Nuestra obsesión por el control de lo incontrolable contrasta con la ausencia de responsabilidad ante nuestras responsabilidades. Por alguna extraña razón, la mayoría de la población se queda más tranquila cuando su sueldo no depende de sí mismo, sino del prójimo; no cuidamos como deberíamos estos cuerpos serranos que son los únicos que tenemos; nos conformamos con lo que otros están dispuestos a darnos, ignorantes de que pedir lo que necesitamos no es solo lícito, sino indispensable para conseguir nuestros objetivos.

Saber que la inmensa mayoría de nuestros pensamientos catastrofistas no se cumplirán jamás, planificar en la medida de lo posible pero desvinculándonos del resultado, perderle el respeto al tan temido fracaso, mover el culo en lugar de permanecer paralizados, temblando ante lo impredecible debería ayudarnos a salir del círculo vicioso de la ansiedad, tan extendida, tan cabrona y tan inútil. El coco, a veces, es traidor y a quien diseñó esa alarma para protegernos del peligro, se le olvidó añadirle un interruptor de apagado si solo sirve para jorobarnos.

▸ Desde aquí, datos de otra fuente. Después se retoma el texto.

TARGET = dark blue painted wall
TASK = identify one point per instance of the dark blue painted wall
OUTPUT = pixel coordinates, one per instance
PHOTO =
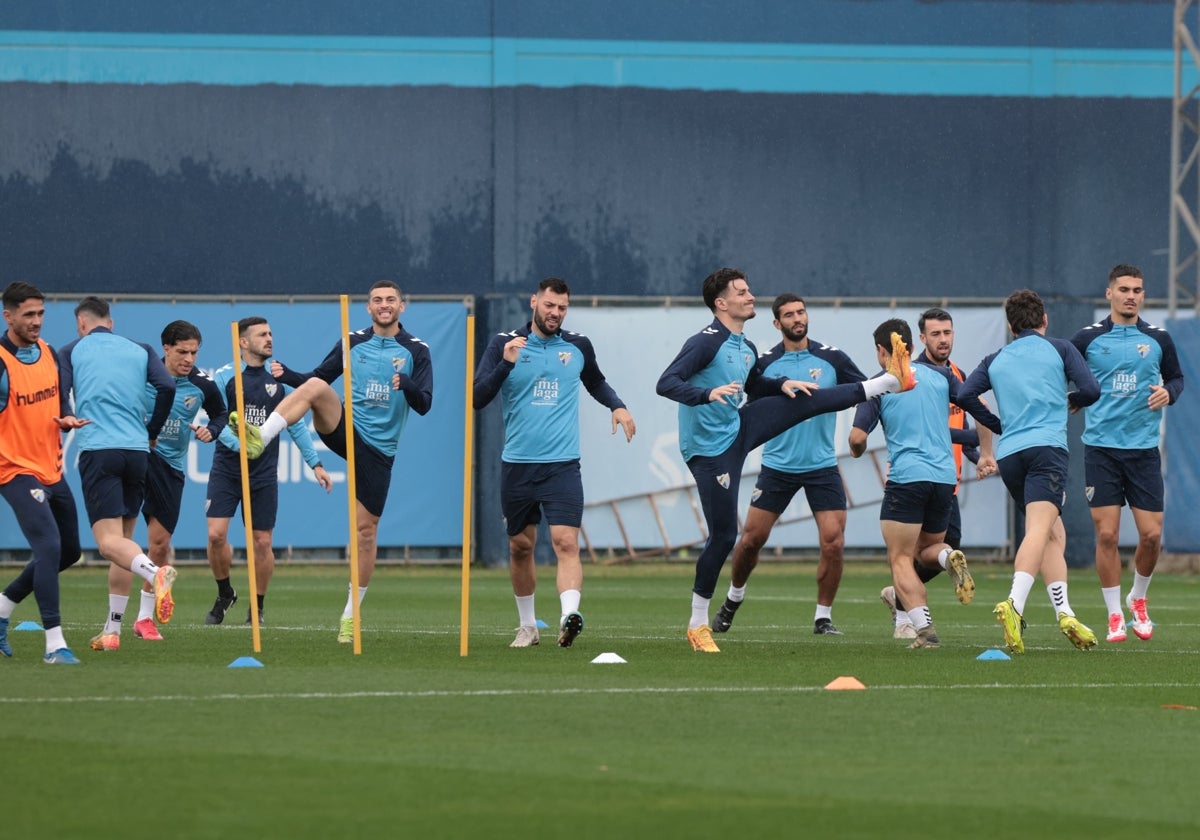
(624, 191)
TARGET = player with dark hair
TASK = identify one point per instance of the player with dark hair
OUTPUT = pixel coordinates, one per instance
(538, 370)
(109, 376)
(261, 396)
(803, 457)
(385, 361)
(1139, 372)
(922, 479)
(709, 378)
(165, 475)
(936, 330)
(34, 411)
(1030, 378)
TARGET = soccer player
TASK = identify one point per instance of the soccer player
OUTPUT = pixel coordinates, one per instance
(1030, 378)
(261, 395)
(1139, 373)
(538, 370)
(109, 376)
(34, 411)
(803, 457)
(165, 475)
(936, 330)
(709, 378)
(384, 359)
(922, 479)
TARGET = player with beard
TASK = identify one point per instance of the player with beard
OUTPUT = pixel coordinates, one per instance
(709, 378)
(803, 457)
(538, 370)
(261, 396)
(385, 361)
(936, 328)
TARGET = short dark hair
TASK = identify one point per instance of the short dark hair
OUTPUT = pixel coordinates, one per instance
(933, 313)
(97, 307)
(784, 300)
(556, 285)
(1123, 270)
(385, 285)
(180, 330)
(1025, 311)
(246, 323)
(18, 292)
(883, 333)
(715, 283)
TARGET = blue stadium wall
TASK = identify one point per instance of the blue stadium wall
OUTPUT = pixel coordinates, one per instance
(903, 147)
(916, 148)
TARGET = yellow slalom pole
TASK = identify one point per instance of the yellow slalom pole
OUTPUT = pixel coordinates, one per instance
(348, 399)
(245, 489)
(467, 451)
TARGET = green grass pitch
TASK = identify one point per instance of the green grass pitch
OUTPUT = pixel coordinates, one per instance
(411, 739)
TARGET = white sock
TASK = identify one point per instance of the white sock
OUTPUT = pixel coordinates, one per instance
(1113, 599)
(1057, 592)
(144, 568)
(117, 605)
(348, 612)
(1140, 586)
(145, 605)
(569, 601)
(877, 387)
(528, 618)
(274, 425)
(699, 611)
(1023, 585)
(54, 640)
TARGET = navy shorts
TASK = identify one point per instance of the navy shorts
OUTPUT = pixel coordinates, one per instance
(529, 490)
(924, 503)
(1036, 474)
(113, 483)
(372, 468)
(225, 497)
(954, 529)
(775, 489)
(1115, 477)
(165, 493)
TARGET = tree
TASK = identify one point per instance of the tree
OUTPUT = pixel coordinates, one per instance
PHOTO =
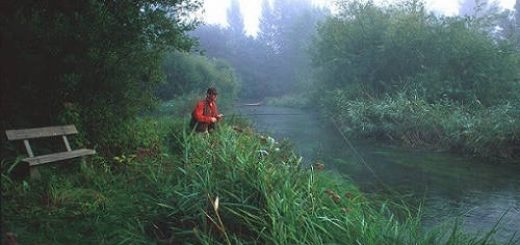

El estrés era un mecanismo de lo más útil cuando nos ayudaba a huir de los mamuts, pero se convierte en nuestro enemigo cuando de lo que nos aleja es de nosotros mismos. Insistimos en obtener hasta el más mínimo detalle de lo que nos rodea cuando no sabemos nada de lo que nos frena. Deberían enseñar en el colegio cómo manejar los mecanismos del alma y del cuerpo, qué remos usar para navegar en la calma y en la marejada, pero nunca es tarde si la dicha es buena. Y lo es.

Quizás nos ayudaría considerar la vida como lo que es: un inmenso regalo que no deberíamos desperdiciar elucubrando sobre lo que pasó y lo que pasará, porque lo uno es historia y lo otro, visto lo visto, ciencia ficción. 

Seamos empíricos y basémonos en lo indiscutible: hoy estamos y mañana ya veremos. Elijamos lo que sí y desechemos lo que no. Dice más de nosotros lo que dejamos ir que lo que nos quedamos. Deberíamos darle una patada a lo que nos hace pequeños, tristes y esclavos. 

Observemos la realidad en su totalidad, tomemos una muestra lo suficientemente grande para que nuestra estadística mental no contemple solo lo negativo. Lloremos a los muertos y alegrémonos por aquellos que han pasado por una gripe leve; ayudemos a los que han visto sus negocios temblar o morir y aplaudamos a aquellos que han salido reforzados; confiemos en que los que han roto con su vida anterior se recuperarán y sepamos que otros no han hecho más que crecer en estos tiempos raros.

No le temamos al futuro, lo mejor que nos puede pasar es que llegue.